Committee staff summarized Second Substitute Senate Bill 59 81 as a measure to protect covered entities' access to 340B drug discounts, to require annual reporting from covered hospitals and manufacturers about costs, discounts and use of savings, and to prohibit manufacturers or agents from denying acquisition or requiring data submissions as a condition of participation.
Supporters — community health centers, rural hospitals and patient advocates — argued the 340B program funds services for vulnerable populations and that manufacturer restrictions and contract-pharmacy limits have siphoned savings away from the safety net. Lisa Nelson, chief pharmacy officer at UnityCare Northwest, recounted a patient whose co‑payment was eased by 340B savings; Lake Chelan Health's chief operations officer said 340B savings allowed the hospital to sustain services with a negative operating margin in 2024.
Opponents — including pharmaceutical manufacturers, industry trade groups and employer associations — warned that expanding 340B access raises premiums and shifts rebate value away from employers and Medicaid. Witnesses cited studies and figures (e.g., IQVIA, CBO, Health Capital Group) estimating hundreds of millions in state employer impacts and lost rebates. Pharma representatives said federal courts have upheld manufacturer ability to set conditions on contract pharmacies and that the bill risks litigation and undercuts federal reform efforts.

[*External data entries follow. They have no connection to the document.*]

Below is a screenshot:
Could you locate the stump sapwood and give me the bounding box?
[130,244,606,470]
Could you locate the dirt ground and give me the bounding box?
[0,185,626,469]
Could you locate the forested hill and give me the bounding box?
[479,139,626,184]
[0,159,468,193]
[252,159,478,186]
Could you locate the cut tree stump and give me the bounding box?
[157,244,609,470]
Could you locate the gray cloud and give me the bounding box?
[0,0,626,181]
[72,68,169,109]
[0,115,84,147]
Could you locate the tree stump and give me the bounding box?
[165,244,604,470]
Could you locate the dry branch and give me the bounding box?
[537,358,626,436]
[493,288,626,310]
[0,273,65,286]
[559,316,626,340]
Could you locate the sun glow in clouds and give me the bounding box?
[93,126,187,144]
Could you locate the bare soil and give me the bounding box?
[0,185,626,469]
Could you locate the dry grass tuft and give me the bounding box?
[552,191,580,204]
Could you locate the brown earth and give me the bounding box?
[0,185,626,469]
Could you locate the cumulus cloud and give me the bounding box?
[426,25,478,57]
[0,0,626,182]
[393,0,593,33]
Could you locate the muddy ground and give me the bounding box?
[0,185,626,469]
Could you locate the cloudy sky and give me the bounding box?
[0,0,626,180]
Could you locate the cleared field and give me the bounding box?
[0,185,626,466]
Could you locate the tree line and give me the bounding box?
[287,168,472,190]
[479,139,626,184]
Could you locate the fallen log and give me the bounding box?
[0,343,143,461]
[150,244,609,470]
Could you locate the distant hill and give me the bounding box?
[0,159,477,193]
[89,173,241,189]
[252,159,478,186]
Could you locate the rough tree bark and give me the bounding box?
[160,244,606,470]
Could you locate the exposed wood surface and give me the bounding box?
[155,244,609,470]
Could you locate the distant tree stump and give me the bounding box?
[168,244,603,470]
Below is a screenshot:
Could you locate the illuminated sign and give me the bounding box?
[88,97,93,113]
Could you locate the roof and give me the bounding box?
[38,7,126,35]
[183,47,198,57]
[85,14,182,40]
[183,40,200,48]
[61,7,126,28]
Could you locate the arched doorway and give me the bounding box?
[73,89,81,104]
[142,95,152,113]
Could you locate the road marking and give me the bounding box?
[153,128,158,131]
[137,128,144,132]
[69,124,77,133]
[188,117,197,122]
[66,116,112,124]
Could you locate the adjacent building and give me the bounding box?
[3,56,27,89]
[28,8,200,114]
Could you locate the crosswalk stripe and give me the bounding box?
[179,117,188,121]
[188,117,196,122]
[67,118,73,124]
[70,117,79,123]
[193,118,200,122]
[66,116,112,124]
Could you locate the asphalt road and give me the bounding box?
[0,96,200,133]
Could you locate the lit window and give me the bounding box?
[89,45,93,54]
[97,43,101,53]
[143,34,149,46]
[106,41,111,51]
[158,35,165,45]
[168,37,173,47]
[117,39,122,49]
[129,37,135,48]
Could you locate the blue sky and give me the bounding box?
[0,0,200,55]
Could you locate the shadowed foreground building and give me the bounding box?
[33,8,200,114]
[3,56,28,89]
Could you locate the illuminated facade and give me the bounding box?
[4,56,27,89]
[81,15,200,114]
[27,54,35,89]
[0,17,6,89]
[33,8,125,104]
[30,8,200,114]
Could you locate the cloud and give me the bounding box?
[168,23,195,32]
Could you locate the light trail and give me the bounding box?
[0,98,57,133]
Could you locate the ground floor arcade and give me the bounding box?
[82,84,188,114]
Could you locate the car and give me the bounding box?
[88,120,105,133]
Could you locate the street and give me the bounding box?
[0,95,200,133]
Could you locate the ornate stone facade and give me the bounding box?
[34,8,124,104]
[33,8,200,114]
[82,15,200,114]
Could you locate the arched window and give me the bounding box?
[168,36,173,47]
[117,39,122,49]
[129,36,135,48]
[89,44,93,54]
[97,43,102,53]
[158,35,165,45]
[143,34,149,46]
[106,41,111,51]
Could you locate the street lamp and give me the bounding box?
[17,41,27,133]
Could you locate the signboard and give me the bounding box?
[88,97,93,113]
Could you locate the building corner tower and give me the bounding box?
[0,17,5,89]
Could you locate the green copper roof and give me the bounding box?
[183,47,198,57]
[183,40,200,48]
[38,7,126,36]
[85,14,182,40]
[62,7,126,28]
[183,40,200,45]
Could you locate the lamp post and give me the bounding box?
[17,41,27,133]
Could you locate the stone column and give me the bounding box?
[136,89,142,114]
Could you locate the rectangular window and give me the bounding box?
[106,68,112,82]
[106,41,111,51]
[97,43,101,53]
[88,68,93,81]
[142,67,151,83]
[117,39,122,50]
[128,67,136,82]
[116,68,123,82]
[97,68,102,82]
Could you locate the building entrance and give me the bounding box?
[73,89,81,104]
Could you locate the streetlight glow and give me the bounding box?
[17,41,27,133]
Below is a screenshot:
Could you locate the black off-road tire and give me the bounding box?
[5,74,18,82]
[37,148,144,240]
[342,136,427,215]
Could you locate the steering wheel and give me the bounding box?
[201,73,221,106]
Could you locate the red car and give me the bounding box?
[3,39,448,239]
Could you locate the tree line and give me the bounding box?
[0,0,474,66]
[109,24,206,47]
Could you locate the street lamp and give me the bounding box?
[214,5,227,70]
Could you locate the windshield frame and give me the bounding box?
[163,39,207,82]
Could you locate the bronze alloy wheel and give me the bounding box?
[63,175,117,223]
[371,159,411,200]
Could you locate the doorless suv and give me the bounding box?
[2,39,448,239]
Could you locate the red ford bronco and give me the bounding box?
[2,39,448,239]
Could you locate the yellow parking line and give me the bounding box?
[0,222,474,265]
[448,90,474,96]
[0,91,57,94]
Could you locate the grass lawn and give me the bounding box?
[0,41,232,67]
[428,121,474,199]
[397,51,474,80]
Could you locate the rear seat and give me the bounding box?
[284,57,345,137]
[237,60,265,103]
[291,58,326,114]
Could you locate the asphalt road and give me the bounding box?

Several think tanks and patient advocates called for stronger transparency measures — and many witnesses urged clarifying how 340B revenues are used locally. Testimony overall was sharply divided: rural providers called the program a lifeline; manufacturers and employer groups warned of fiscal tradeoffs and called for tighter guardrails and federal reform.
The committee closed public testimony on SB 59 81 and moved to executive session. No final action on SB 59 81 was recorded in this meeting.